- 45
* Paolo Caliari, called Il Veronese Verona 1528 - 1588 Venice
Description
- Paolo Caliari, called Il Veronese
- a female allegorical figure
- bears inscription, verso: et la Buona Fortuna: queste due ne portano le due vittorie per mari una se l'altra per tera. Ricevute queste s'entra in Signoria; poi se viene a la Ricchezza; la qual dono la liberalita ... col arme [?] agli huomini Benefitio ... qui si termina con honore la vita, la fama vittorie e forme [?] della maesta con splendore dell'Imperio /... Una donna nuda aggiongi dale una sfera in riposo [?] ala sopra li capelle ... dello Imperio ... mano.;
point of the brush and brown ink and wash, heightened with white on greenish-gray prepared paper
Provenance
Jonathan Richardson, Snr. (L.2184);
De Clementi (?) (L.521a; this mark and the previous one were on the former mount, and are no longer present);
Benno Geiger, his sale, London, Sotheby's, 7-10 December, 1920, lot 367 (as School of Veronese)
Exhibited
Literature
Catalogue Note
Richard Cocke published this as an important addition to the corpus of Veronese's chiaroscuro drawings, pointing out that it was the first such drawing by the artist to have a nude subject.
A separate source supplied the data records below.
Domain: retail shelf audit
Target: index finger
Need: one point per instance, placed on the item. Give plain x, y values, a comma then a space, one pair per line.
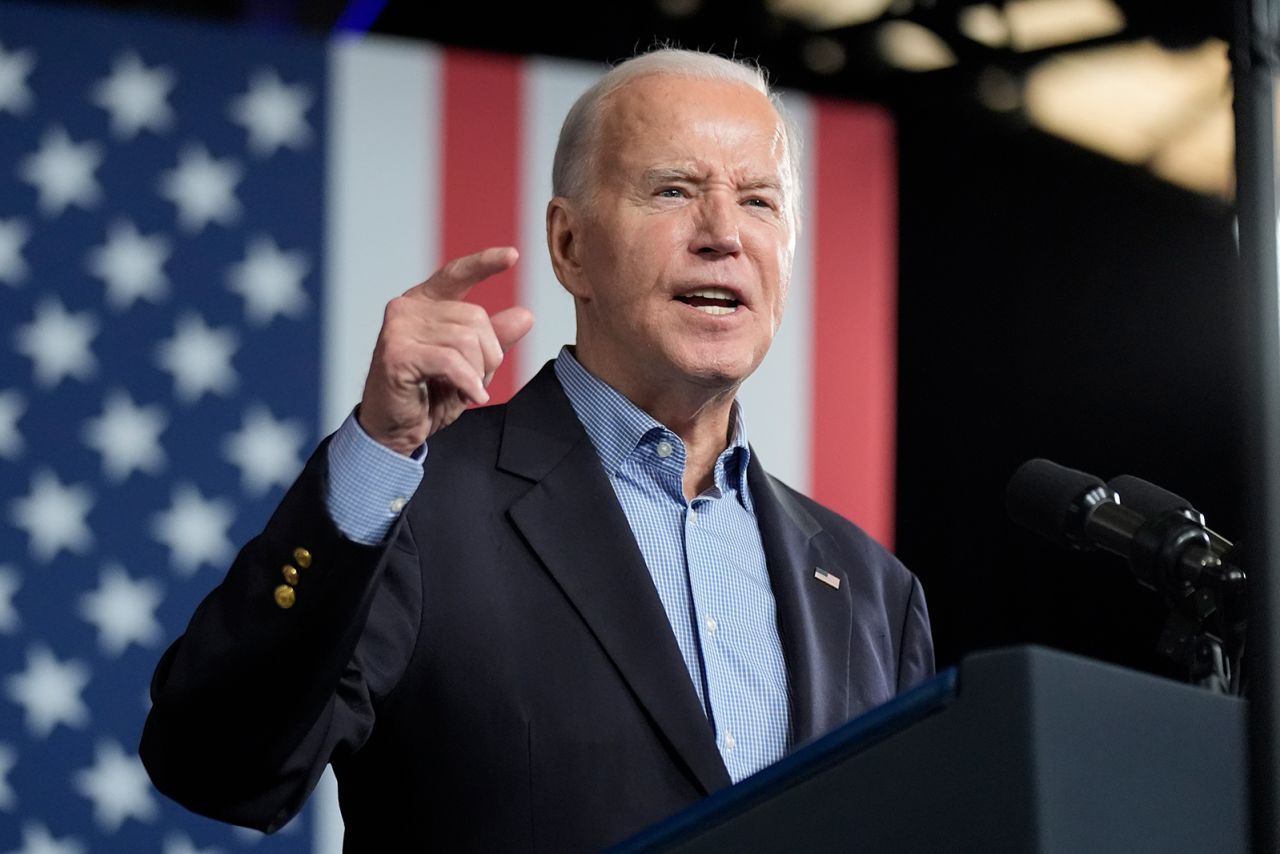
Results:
461, 274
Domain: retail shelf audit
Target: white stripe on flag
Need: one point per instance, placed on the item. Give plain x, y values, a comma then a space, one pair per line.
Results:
383, 227
777, 400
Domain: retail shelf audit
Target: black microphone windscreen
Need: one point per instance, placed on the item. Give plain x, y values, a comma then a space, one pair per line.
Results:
1050, 499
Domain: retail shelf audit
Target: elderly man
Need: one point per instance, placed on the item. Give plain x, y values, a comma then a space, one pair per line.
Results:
595, 607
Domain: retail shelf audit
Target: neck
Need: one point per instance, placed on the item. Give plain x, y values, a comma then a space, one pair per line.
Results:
700, 415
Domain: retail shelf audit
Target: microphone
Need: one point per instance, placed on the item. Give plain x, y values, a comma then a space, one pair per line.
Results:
1150, 499
1166, 549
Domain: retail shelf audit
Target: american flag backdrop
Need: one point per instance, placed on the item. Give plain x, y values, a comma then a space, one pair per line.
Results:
199, 231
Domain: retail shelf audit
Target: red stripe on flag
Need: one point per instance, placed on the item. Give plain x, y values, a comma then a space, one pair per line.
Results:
480, 176
855, 315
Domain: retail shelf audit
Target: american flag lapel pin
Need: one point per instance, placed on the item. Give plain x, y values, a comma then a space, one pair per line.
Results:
827, 578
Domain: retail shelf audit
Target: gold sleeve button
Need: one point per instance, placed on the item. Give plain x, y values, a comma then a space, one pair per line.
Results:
284, 596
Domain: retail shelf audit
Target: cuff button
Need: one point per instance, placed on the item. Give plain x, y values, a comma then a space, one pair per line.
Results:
284, 596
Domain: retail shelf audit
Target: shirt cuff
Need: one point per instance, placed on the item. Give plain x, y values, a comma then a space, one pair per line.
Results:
369, 483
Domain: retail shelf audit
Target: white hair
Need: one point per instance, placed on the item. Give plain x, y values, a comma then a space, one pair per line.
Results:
574, 164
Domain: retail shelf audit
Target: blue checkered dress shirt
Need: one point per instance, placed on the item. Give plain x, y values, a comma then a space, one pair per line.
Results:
704, 555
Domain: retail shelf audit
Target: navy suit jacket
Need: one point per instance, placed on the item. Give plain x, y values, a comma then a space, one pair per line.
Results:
502, 675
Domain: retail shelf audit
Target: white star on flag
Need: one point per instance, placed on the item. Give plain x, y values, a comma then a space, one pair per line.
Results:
127, 437
54, 515
14, 234
50, 692
118, 785
36, 839
202, 188
14, 67
8, 759
62, 172
123, 611
12, 406
9, 584
131, 264
135, 95
195, 530
270, 281
265, 451
273, 113
199, 359
56, 342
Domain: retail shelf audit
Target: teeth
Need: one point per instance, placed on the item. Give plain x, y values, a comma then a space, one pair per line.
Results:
712, 293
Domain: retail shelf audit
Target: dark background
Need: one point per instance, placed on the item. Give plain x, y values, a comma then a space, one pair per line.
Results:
1054, 304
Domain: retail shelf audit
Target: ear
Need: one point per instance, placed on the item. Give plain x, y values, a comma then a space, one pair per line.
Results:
563, 242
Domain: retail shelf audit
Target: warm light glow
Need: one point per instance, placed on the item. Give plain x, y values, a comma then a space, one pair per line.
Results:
1047, 23
1127, 100
1201, 159
984, 23
913, 48
830, 14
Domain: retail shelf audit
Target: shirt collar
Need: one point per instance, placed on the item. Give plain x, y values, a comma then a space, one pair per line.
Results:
617, 427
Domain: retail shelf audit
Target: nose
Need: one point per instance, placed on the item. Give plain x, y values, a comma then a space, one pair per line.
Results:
717, 227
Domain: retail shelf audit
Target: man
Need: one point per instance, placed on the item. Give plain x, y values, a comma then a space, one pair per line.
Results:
597, 607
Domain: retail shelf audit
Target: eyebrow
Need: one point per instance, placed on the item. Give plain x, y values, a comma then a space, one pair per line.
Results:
684, 174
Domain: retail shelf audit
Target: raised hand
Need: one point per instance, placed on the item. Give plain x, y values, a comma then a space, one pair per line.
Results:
437, 354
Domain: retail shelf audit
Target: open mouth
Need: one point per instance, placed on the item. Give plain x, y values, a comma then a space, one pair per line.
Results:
713, 301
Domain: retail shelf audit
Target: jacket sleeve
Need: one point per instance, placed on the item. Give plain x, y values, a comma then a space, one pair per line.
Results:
915, 642
254, 699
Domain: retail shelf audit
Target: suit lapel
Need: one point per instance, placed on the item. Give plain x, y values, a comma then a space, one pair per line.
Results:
814, 619
572, 520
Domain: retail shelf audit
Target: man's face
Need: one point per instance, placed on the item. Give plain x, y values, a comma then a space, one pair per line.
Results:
684, 249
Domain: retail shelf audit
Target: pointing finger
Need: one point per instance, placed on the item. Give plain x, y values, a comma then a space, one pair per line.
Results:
457, 277
511, 324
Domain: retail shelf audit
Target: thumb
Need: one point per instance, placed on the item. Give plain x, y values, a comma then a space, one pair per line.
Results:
511, 324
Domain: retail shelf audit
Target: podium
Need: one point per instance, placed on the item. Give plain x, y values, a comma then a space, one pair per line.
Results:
1024, 750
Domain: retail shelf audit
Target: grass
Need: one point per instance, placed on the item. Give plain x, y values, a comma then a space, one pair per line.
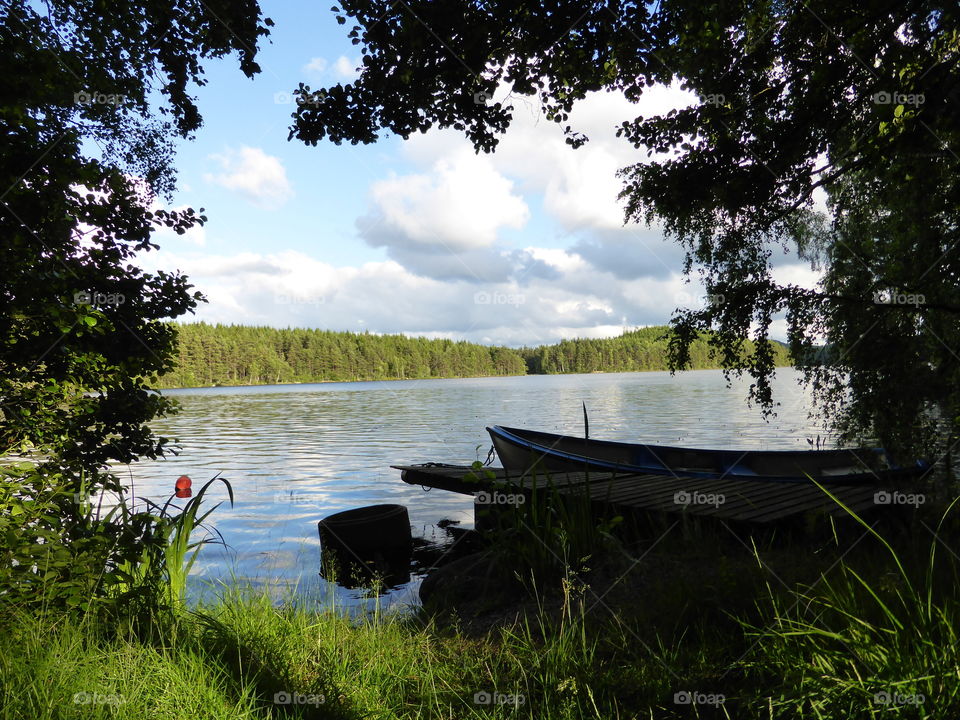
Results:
761, 627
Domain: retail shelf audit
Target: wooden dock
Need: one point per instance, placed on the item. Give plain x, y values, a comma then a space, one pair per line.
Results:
735, 500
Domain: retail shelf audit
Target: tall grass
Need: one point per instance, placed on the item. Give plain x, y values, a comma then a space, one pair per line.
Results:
879, 639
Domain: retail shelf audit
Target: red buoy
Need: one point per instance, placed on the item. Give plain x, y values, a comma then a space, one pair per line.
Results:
182, 487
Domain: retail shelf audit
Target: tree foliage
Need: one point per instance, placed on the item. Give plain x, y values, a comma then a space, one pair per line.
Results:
242, 355
861, 102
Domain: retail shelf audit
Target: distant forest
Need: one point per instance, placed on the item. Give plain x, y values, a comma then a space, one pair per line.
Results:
244, 355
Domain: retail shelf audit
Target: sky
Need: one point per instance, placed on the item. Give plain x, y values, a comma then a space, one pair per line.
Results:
524, 246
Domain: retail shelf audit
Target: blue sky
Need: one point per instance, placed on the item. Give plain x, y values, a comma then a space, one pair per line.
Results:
423, 236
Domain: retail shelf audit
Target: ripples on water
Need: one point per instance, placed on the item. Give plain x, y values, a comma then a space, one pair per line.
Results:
296, 453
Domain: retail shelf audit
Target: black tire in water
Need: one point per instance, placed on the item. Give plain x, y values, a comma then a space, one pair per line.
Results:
365, 540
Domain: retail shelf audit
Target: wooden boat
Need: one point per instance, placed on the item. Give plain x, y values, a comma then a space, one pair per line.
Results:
523, 451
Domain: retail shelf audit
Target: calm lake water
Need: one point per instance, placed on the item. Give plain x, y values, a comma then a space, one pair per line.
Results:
296, 453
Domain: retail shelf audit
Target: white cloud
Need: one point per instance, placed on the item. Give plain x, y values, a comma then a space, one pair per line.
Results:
346, 69
459, 205
316, 65
259, 177
296, 289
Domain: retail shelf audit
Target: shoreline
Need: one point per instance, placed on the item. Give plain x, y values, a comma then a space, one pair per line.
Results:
434, 377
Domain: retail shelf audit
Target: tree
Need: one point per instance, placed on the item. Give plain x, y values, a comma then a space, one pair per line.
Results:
84, 156
861, 102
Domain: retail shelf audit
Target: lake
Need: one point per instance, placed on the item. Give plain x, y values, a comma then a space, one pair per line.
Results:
296, 453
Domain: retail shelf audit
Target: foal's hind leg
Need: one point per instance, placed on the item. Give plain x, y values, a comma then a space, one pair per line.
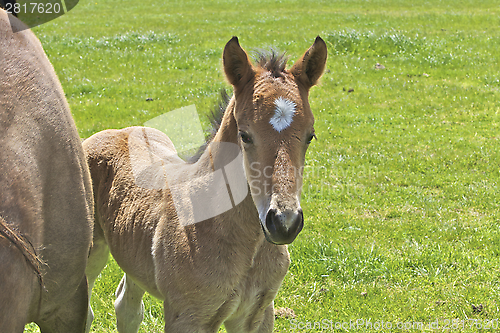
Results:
98, 257
129, 307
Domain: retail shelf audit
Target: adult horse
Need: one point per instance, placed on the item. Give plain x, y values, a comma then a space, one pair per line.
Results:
194, 235
46, 201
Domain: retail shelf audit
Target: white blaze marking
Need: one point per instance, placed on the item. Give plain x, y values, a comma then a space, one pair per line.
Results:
284, 111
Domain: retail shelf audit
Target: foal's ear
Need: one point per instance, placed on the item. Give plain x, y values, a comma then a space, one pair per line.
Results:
237, 66
309, 68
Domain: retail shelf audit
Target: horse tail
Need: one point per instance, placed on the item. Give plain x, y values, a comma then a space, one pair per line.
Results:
24, 245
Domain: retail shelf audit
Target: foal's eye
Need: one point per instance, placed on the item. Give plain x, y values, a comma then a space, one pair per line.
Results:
245, 138
312, 136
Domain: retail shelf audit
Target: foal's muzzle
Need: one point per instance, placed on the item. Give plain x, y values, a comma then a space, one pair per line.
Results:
282, 228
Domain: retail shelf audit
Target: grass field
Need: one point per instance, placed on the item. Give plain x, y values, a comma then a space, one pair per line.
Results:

He traces the evolution of the pose to Veronese's interest in the works of Michelangelo, and he relates it to Veronese's own decorations for the Barbaro family villa at Maser. He dates this, and the other chiaroscuro drawings, to the 1550s and believes they were done as independent works of art.
Cocke compares the inscription on the verso with those on two other drawings (the Allegory of Fortune in the Städelsches Kunstinstitut, Frankfurt, and the Triumph of Good Repute over Evil in the Albertina, Vienna) and suggests that they were added later by a collector who may have imposed his own interpretation on the subjects; Cocke believes the subject of the present drawing is in fact Providence. Roger Rearick, however, in his Venice exhibition catalogue entry (loc. cit.), identifies the subject as La Fortuna Terrestre and discusses the iconography more closely in relation to the other chiaroscuro drawings of single figures which he believes may have had a literary source. He dates the present drawing circa 1581-2. A copy of this drawing, by Benedetto Caliari, is in the Louvre (see Venice exhibition catalogue, op. cit., fig. 86).